Wohin man schaut, die politischen Schönredner haben mit ihrer Rhetorik zur Energiewende den Olymp des guten Gewissens erklommen. Alles soll nachhaltig, erneuerbar und einfach nur toll sein. Allen voran unsere Regierung, die sich freut, als wären sie die Erfinder der 10-Minuten-Taktung im ÖPNV oder der Bratwurst im Brötchen. Doch Achtung! Wenn wir hinter die Kulissen blicken, offenbart sich die düstere Realität der Energiewende: Ein 40 Jahre alter Plan, der für die Mehrheit der Deutschen das Leben nicht unbedingt einfacher macht.

Ein Blick auf die Fakten hinter der Kulisse

Laut einer Umfrage des „Bundesverbandes der Energie- und Wasserwirtschaft“ (BDEW) aus dem Sommer 2023 glauben 64 % der Deutschen an den Erfolg der Energiewende. Die meisten scheinen sie als eine Art modernen Zaubertrick zu betrachten: Man stelle einen Windrad auf, etwas Sonne dazu, und voilà, die Energiewende ist da! Aber was man nicht sieht, sind die tatsächlich anfallenden Kosten, die laut einer aktuellen Studie des „Institut der deutschen Wirtschaft“ (IW) im Jahr 2022 auf über 50 Milliarden Euro geschätzt werden.
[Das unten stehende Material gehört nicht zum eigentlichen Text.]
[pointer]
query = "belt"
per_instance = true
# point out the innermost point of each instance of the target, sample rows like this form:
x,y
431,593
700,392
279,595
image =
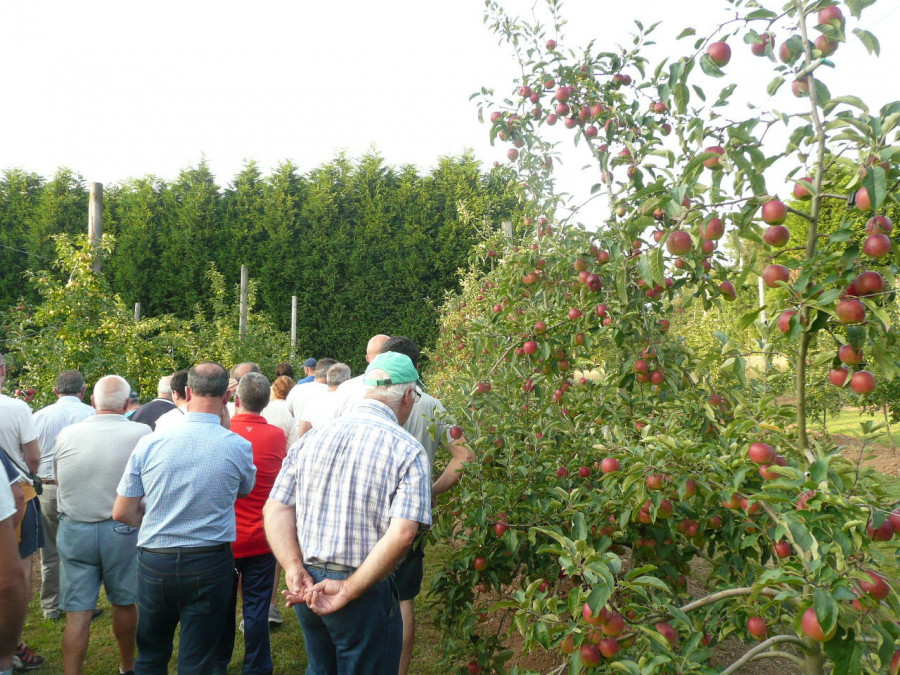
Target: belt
x,y
188,550
331,567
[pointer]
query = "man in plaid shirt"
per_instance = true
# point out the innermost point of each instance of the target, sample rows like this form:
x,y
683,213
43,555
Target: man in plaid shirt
x,y
348,503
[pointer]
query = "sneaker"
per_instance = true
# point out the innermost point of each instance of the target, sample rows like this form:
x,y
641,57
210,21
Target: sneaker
x,y
25,658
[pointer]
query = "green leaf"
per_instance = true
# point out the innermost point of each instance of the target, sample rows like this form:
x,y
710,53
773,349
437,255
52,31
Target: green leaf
x,y
774,85
870,42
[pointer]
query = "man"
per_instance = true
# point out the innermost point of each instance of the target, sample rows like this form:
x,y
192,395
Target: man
x,y
352,391
427,424
89,462
152,411
309,367
320,409
13,601
178,383
253,558
18,439
344,510
48,422
179,487
299,396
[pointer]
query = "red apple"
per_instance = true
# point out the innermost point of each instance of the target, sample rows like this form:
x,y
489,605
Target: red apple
x,y
679,243
759,48
756,626
850,311
777,236
848,354
869,283
714,229
774,212
713,162
610,465
761,453
811,627
879,225
720,53
774,274
862,382
877,245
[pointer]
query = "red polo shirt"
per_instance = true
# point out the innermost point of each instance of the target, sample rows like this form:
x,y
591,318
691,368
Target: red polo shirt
x,y
268,453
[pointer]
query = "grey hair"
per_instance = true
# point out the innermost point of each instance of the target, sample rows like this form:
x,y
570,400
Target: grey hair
x,y
111,393
337,374
69,383
253,391
390,394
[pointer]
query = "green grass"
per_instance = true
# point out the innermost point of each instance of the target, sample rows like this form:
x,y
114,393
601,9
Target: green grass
x,y
848,423
288,656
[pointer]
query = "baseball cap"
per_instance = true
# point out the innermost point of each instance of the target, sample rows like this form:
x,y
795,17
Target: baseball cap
x,y
398,366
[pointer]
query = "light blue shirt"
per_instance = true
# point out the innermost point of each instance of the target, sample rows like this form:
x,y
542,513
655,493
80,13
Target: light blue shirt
x,y
49,421
189,477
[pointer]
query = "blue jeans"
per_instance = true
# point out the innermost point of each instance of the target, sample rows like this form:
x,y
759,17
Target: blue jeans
x,y
194,589
363,638
257,575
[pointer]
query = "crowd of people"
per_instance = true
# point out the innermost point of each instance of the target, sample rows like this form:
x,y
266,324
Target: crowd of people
x,y
204,495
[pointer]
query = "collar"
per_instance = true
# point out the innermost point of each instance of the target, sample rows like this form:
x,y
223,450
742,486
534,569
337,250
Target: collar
x,y
249,417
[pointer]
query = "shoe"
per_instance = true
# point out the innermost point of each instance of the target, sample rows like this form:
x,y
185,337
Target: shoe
x,y
25,658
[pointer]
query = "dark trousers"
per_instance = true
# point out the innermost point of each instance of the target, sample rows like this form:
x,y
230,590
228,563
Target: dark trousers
x,y
193,589
257,575
362,638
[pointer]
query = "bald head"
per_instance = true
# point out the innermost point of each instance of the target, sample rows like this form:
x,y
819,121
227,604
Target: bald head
x,y
111,395
374,346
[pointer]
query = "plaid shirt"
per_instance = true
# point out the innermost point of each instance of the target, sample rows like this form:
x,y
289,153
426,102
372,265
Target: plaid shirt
x,y
348,478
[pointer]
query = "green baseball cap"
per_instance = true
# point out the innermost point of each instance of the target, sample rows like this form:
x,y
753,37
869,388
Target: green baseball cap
x,y
398,366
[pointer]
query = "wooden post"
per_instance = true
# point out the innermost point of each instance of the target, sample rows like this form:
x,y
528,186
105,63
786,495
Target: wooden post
x,y
245,278
293,326
95,221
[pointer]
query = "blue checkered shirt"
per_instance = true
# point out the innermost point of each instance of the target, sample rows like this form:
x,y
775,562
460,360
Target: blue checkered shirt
x,y
189,477
348,478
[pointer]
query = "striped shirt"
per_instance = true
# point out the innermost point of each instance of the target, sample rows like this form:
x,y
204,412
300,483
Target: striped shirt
x,y
189,477
49,421
348,478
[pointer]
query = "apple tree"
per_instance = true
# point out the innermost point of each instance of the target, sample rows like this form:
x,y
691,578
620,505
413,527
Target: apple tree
x,y
619,462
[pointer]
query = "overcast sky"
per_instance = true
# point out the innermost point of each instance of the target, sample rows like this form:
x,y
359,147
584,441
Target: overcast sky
x,y
116,88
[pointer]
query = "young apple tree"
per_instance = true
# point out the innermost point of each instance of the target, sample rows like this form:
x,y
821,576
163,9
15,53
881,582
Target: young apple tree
x,y
612,454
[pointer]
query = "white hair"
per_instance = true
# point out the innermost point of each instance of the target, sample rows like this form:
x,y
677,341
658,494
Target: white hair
x,y
111,393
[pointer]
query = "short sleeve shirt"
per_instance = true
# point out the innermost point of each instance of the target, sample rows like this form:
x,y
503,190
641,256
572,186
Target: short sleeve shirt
x,y
189,477
347,479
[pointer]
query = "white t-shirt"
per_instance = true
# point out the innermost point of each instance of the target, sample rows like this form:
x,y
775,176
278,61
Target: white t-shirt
x,y
16,428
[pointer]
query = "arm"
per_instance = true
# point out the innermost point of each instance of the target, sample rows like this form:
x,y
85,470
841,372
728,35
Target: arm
x,y
460,454
280,523
31,451
128,510
330,595
12,592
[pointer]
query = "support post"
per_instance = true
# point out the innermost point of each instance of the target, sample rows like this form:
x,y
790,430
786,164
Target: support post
x,y
245,279
95,222
293,326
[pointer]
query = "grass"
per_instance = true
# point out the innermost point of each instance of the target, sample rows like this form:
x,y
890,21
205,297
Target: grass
x,y
288,656
848,423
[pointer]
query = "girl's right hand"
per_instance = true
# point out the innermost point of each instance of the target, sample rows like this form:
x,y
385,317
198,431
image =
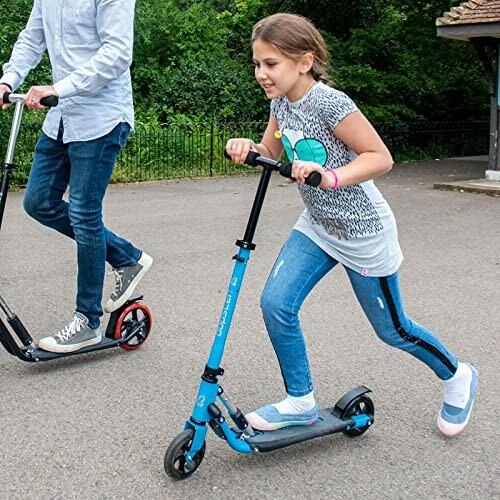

Damit zeigt sich in aller Deutlichkeit: Neben dem verbalem Fantasiegebäude gibt es auch eine wirtschaftliche Realität.

Die Schattenseiten der politischen Kommunikation

Die Bundesregierung hat stets betont, dass der Klimaschutz im Zentrum ihrer Agenda steht. Doch wie sieht die echte Bilanz aus? Der Anteil der erneuerbaren Energien am Bruttostromverbrauch stieg in den ersten sechs Monaten des Jahres 2023 laut dem „Bundesministerium für Wirtschaft und Klimaschutz“ auf gerade einmal 42 %. Das Ziel, bis 2030 bis zu 80 % des Stroms aus erneuerbaren Quellen zu gewinnen, wirkt angesichts der Zahlen wie ein frommer Wunsch. Es ist, als würde man versuchen, ein Fahrrad mit einem Korkenzieher zu reparieren schießen! – Die Realität ist einfach um Jahre hinter den politischen Versprechungen zurück.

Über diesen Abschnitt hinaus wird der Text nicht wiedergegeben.